Juggling a multitude of balls in the air is de rigueur for brownfield stakeholders. It also means deftly pinpointing site selection — matching property with appropriate end use. Practitioners are tasked with mollifying doubting local communities who view brownfields as a stigma rather than opportunity across economic, social and green/sustainable benchmarks.
These many challenges are endemic within a process also marked by serious funding shortfalls — encompassing grants, loans and tax credits among three core, vital streams.
In 2018, the financing quandary across this industry continues as a prevailing challenge — just as it has been for years. This is magnified further by the fact that the populous Northeast region possesses a large scale of vacant brownfield parcels — far greater than most United States geographic regions.
Stateside challenges are well-documented. In New York state, for example, Gov. Andrew Cuomo floated a measure in January to defer tax credit payments currently available under the Brownfield Cleanup Program. Deferring tax credit payments that regularly flow to brownfields stakeholders potentially means putting projects at risk of completion.
In most states represented by the Brownfield Coalition of the Northeast, the funding topic is a fluid one. The state of New Jersey has hinted at the prospect of advancing some degree of brownfield financing, a promising glimmer of hope as it has functioned in a financial state of challenge — as have Pennsylvania and Connecticut, two states that have not been progressive in sponsoring brownfield-oriented incentives in some time with acute budgetary challenges beckoning.
One recent stateside ray of hope in Connecticut is a bill to extend term limits for loans under the Targeted Brownfield Development Loan Program from 20 to 30 years. That portion passed as Section 1 of the act, and the final bill picked up six new sections — five of which fall more or less in the brownfield category.
On the federal stage, promise comes in the form of a recent bipartisan proposal introduced in the U.S. House to authorize tax deductions toward the cleanup and redevelopment of brownfields. The tax incentive was billed by its co-sponsors as “an essential piece for reviving many contaminated sites.” Rather than spreading deductions over time, this legislation, if passed, would encourage private-sector involvement in the cleanup and rehabilitation of brownfields properties.
Also on the federal stage was a U.S. Environmental Protection Agency announcement in June to allocate approximately $5.3 million in supplemental funding to New England communities to assist in cleaning up contaminated brownfield properties. EPA plans to provide supplemental funding to 11 successful, existing Revolving Loan Fund grantees in the region, helping communities carry out cleanup and redevelopment projects.

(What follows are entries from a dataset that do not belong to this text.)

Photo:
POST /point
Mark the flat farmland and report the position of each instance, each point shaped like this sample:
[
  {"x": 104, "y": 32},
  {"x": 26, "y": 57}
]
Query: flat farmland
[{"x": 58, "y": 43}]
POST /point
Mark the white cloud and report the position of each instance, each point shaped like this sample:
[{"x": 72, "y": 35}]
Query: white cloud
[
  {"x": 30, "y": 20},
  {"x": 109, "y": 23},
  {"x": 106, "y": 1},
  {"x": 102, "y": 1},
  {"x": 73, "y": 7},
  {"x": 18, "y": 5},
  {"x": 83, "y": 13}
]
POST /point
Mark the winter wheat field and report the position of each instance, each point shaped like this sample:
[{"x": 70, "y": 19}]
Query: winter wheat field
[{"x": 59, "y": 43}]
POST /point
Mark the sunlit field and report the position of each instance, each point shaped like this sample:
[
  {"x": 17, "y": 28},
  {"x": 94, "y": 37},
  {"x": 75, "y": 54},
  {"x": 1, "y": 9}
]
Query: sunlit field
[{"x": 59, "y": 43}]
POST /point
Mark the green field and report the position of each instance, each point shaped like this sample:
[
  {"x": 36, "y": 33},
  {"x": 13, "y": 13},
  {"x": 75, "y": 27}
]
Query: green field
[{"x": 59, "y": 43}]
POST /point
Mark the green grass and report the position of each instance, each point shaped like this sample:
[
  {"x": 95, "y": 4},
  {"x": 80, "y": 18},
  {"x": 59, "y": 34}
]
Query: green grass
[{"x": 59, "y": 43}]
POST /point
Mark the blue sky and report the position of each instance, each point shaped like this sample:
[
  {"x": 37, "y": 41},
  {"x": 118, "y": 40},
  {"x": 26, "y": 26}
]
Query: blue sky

EPA Regional Administrator Alexandra Dunn called brownfields redevelopment “a win-win for New England communities,” as these supplemental funds can help cleanup projects get to completion and ready for redevelopment. States impacted include Connecticut, Massachusetts, Maine and Vermont.
Imagine if more doubters saw the hard facts that provide proof of brownfields’ civic revitalization power. To wit, a recent national study shows that cleaning up brownfields leads to residential property value increases of 5 percent to 15.2 percent within a 1.24-mile radius of the site.
Another study analyzing data near 48 brownfields found that an estimated $29 to $97 million in additional tax revenue is generated for local governments in a single year after cleanup. This is two to seven times more than the $12.4 million EPA contributed to the cleanup of those brownfields.
The operative words for brownfield practitioners in the Northeast is and has been “resiliency” and “perseverance.” We can only hope that as more reuse and redevelopment advocates step forward that redevelopment velocity across the Northeast’s urban infill will begin to gather new and greater momentum.